What’s Really Going On At Walmart?
Retail giant Walmart has long been respected and feared for its highly effective and seemingly relentless strategy of cutting costs in order to lower prices. Of course, the multinational corporation has also gained several enemies and has drawn ire from small business owners and patronizers alike because competition (and survival) are made nearly impossible by its presence. These days, Walmart’s latest innovation to the world of retail is making privacy advocates wonder if Big Brother will be watching us as we travel up and down the aisles.
Walmart is looking to revolutionize the way they keep track of inventory by using radio frequency identification (RFID) tags. While these tags have been in use for quite some time to track large shipments of multiple items, Walmart will be using them on individual clothing and underwear items starting next month. Seems like no big deal so far, right?
The RFID tags Walmart plans to use will be readable using a wand-like device which can read the tags from quite a distance away in one single wave, allowing store employees to instantly determine the amount of any particular item held in inventory or stocked on the shelves. The retail giant expects this to help with employee theft as well as customer service. However, the problem is these tags can be scanned from long distances; many are nervous about what could happen if the scanners fall into the wrong hands.
Compounding the issue? Driver’s licenses in several states (especially border states) already use the technology, prompting some to think that marketing companies—or criminals—may use the information to track purchases and match them to Walmart customers or, worse yet, combine them with credit card information.
Needless to say, this issue has caused quite a stir. Walmart has already begun to do damage control, telling customers not to worry and posting signs to educate customers about the tags.
Here are a few facts about the tags, which can hopefully put some of these fears to rest.
RFID tags can only be read from about eight feet away, so the idea of an identity thief scanning one’s house or trash from the street is highly unlikely. Also, the tag’s information will not be available forever, as the tags operate on batteries, which eventually stop working. It should also be noted that water and metal interfere with the signal, making it difficult for the tags to be scanned outside of a store environment. The tags will only consist of information relevant to Walmart, such as item number and other inventory/bookkeeping codes. No personal information will be stored on the removable tags.
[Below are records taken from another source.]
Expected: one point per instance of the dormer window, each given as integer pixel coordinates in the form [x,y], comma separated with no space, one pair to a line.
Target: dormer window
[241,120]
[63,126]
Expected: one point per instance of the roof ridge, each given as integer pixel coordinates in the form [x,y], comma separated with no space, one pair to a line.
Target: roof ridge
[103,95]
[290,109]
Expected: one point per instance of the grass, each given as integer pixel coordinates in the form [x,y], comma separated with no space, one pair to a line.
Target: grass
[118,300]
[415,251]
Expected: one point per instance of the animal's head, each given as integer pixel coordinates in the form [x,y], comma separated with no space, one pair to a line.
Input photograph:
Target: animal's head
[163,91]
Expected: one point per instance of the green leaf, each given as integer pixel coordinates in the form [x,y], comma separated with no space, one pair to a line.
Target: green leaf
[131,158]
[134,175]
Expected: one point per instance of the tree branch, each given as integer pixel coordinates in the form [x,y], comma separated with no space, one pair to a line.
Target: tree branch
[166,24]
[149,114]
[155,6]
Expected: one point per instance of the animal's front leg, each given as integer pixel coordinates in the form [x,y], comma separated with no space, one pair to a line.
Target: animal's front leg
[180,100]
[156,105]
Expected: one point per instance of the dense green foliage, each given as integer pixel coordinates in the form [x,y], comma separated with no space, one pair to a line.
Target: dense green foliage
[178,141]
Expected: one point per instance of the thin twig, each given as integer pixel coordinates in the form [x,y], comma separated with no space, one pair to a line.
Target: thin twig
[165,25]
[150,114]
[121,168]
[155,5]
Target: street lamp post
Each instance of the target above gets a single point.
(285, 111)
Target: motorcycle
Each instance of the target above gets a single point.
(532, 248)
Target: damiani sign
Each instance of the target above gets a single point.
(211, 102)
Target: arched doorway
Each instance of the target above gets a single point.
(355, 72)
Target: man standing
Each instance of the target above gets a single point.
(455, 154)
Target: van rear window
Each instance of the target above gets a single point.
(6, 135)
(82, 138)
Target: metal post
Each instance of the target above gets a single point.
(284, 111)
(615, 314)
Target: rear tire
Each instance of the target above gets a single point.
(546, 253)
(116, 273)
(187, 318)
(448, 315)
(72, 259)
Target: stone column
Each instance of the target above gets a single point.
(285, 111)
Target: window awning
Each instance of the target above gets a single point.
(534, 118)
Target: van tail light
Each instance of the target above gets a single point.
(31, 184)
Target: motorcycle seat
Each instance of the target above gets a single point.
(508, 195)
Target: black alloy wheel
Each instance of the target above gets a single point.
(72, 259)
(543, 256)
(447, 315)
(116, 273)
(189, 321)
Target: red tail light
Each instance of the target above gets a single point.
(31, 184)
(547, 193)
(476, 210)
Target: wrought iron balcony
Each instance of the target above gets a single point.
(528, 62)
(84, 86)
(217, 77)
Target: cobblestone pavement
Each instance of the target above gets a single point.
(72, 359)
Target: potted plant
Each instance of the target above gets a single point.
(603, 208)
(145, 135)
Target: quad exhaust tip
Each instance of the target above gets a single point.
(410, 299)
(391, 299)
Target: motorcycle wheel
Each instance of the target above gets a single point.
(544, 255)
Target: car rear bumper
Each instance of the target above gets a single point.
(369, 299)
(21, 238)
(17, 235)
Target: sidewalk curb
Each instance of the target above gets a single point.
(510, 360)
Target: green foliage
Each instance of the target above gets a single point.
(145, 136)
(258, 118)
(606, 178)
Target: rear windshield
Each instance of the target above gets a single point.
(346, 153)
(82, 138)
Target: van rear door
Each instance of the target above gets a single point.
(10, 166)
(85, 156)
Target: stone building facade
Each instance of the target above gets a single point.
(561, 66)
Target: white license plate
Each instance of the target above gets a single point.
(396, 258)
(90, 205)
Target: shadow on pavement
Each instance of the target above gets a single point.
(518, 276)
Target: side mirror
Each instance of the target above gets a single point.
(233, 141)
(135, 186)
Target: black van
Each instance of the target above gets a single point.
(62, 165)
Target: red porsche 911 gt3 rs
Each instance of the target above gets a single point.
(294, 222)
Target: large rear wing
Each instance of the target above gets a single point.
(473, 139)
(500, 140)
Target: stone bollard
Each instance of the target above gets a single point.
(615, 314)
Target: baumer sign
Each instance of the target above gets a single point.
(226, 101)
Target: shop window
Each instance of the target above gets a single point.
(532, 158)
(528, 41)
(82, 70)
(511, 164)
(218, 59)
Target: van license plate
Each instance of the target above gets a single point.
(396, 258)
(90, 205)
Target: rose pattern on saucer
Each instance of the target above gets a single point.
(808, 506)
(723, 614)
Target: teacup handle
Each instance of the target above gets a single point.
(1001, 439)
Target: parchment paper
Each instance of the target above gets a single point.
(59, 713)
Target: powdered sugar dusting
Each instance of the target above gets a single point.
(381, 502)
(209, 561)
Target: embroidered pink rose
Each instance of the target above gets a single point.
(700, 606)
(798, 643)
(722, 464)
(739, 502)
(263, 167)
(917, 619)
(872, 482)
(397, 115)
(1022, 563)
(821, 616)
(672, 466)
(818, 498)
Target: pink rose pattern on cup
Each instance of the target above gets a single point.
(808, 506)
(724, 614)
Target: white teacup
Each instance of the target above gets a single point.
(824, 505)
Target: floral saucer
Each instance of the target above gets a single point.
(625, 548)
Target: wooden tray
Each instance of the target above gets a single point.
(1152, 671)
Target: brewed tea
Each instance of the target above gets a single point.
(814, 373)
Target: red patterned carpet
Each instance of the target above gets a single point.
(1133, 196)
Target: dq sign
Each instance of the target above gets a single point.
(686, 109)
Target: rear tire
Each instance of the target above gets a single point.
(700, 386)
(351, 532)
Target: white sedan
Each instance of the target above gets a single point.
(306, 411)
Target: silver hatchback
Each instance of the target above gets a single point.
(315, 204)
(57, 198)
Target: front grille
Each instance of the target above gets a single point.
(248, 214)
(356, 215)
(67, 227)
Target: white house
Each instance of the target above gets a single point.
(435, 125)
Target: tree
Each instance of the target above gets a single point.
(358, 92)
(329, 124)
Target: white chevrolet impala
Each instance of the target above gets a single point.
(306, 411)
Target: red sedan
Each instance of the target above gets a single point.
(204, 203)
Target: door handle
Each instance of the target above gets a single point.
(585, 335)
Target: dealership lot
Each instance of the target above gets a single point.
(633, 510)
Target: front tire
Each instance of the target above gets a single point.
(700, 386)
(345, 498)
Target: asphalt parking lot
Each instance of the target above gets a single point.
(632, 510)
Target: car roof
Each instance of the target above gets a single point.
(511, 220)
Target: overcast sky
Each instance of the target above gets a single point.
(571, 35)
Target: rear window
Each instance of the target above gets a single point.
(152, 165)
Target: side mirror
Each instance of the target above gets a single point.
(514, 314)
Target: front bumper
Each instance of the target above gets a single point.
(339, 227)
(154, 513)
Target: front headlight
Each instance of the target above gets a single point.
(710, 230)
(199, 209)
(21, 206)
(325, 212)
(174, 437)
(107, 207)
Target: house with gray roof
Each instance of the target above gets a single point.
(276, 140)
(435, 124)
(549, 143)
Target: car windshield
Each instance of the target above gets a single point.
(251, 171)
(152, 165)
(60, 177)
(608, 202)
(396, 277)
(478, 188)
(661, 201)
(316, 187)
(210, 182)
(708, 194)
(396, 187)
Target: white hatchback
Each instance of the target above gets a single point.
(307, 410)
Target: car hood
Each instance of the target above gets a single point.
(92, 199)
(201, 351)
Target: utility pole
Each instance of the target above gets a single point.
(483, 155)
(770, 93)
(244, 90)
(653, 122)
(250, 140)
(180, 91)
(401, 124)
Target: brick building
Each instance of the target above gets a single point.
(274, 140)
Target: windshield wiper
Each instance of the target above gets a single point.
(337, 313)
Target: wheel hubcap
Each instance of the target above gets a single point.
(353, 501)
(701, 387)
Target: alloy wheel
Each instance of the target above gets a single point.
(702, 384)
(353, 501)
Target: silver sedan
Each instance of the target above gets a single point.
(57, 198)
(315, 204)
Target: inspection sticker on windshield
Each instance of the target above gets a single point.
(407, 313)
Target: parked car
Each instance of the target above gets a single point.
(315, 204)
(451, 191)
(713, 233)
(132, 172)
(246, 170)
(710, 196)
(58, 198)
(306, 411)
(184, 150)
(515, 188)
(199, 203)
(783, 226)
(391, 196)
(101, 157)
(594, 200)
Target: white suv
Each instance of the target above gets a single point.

In the future, it is believed the RFID tags may bring about the end of the checkout line, allowing all items to be scanned at once and credited to an account, giving customers the opportunity to check out at a kiosk or via a mobile phone or similar handheld device. The tags may also allow shoppers who are trying on clothes to locate items in other available sizes and colors and request to have the proper items brought to the dressing room.
With Walmart being such a leader in cost reduction and efficiency, you can bet they’ll be at the forefront of these and other technological advances when they become available. You can also bet that other retail chains will be taking notes and following suit.
Now that we know our identities are safe (or at least not any less safe than usual), there are a few other issues to pay attention to. If future advances with the technology may replace checkout lines for kiosks, will a significant number of blue-collar jobs be replaced or eliminated as well? Seriously, if devices can one day locate our purchases and allow us to make transactions, what need will there be for store clerks or cashiers? Should we be more cautious with our use of and dependence upon technology, or are all technological advances worth their weight in gold?
Obviously, we appreciate and benefit from an increased use of technology on many levels. We are more connected to each other than ever before, we can make decisions and do work hundreds of times faster, and we can save lots of money due to the efficiency. However, it probably wouldn’t hurt to balance electronics and machines with the amazing handiwork that is humanity.
We should hope that corporate America will realize the wisdom in the above statement before the human race makes itself obsolete.